Sudan ‘fires’ top judge, accepts chief prosecutor’s resignation

Sudan’s top judge has been fired, and the country’s chief prosecutor has resigned, according to the country’s governing body, following mounting outrage over delays in providing justice. 

“The sovereign council… has accepted the resignation of Tagelsir al-Hebr from his position as general prosecutor,” the council said in a statement issued late Monday.

“The council has relieved Neamat Abdullah Mohamed Kheir from her position as head of the judiciary,” it said.

Kheir and Hebr were named in October 2019, months after President Omar al-Bashir was deposed following massive anti-government protests. With her nomination, Kheir became Sudan’s first female head of the judiciary. 

According to the statement released Monday, Hebr had submitted his resignation “several times before but this time he was more insistent on stepping down.”

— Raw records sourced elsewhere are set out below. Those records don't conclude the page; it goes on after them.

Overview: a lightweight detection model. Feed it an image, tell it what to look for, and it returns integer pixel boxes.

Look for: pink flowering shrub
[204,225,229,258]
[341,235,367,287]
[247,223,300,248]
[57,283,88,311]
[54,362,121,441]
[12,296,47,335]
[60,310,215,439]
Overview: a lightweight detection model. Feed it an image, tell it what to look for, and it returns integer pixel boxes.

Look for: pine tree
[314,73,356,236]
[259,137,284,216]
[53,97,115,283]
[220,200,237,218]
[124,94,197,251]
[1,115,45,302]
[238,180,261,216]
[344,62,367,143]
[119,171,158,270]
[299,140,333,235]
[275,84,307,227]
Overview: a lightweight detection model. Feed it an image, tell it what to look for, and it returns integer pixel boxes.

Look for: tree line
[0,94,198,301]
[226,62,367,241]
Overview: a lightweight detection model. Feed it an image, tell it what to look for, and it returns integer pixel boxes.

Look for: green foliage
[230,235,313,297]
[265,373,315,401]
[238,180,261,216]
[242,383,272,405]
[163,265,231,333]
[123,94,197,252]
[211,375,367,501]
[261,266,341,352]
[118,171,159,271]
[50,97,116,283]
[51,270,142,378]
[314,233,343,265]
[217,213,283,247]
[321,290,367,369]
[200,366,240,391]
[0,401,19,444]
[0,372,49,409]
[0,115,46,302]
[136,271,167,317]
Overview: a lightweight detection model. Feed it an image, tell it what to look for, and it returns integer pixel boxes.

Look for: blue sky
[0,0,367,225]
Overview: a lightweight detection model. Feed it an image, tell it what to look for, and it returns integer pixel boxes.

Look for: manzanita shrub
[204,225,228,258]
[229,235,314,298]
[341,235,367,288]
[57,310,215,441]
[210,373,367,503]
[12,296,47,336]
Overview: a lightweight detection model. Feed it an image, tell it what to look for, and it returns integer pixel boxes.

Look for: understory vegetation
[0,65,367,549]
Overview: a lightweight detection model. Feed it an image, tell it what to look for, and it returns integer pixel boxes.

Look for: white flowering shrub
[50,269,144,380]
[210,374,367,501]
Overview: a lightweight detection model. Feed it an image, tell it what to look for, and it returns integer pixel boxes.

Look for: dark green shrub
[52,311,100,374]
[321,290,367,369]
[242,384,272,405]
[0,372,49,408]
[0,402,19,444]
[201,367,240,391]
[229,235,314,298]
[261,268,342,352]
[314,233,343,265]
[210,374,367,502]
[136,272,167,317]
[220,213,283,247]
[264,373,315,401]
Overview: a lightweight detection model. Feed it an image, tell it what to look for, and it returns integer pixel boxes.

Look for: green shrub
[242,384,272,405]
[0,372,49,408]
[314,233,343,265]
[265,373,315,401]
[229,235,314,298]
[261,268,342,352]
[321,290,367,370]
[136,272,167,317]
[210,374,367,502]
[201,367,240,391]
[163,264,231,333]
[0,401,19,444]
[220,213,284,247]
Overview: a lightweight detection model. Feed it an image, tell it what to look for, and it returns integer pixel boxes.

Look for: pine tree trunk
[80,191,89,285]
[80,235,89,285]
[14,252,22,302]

According to Nation Africa, Hebr oversaw investigations into an array of cases related to “violations” committed during Bashir’s rule.

Sudan’s army announced on Saturday that it had handed Hebr the findings of an investigation into the recent killing of two protesters who were demanding justice for the victims of a violent protest dispersal in 2019. 

Hundreds gathered outside the army headquarters in Khartoum last week, demanding prompt inquiries into the deaths of demonstrators during a violent dispersal of a mass sit-in at the same location in 2019. Last week’s protest was suppressed by security forces, who killed two people and injured dozens. 

According to medics connected to the protest movement, armed men in military fatigues violently dispersed the camp in June 2019, at the end of Ramadan, killing at least 128 people in a days-long crackdown. 

Victims’ families have been pleading with officials to apprehend the suspects. At the time, the ruling generals denied ordering the bloody dispersal and demanded an investigation into the incident. 

Sudan has been ruled by a civilian-majority transitional government since August 2019, which has promised to bring justice to the victims and their families. 

Later that year, an independent investigative committee headed by a renowned lawyer was established to look into the killings, but it has yet to complete its work.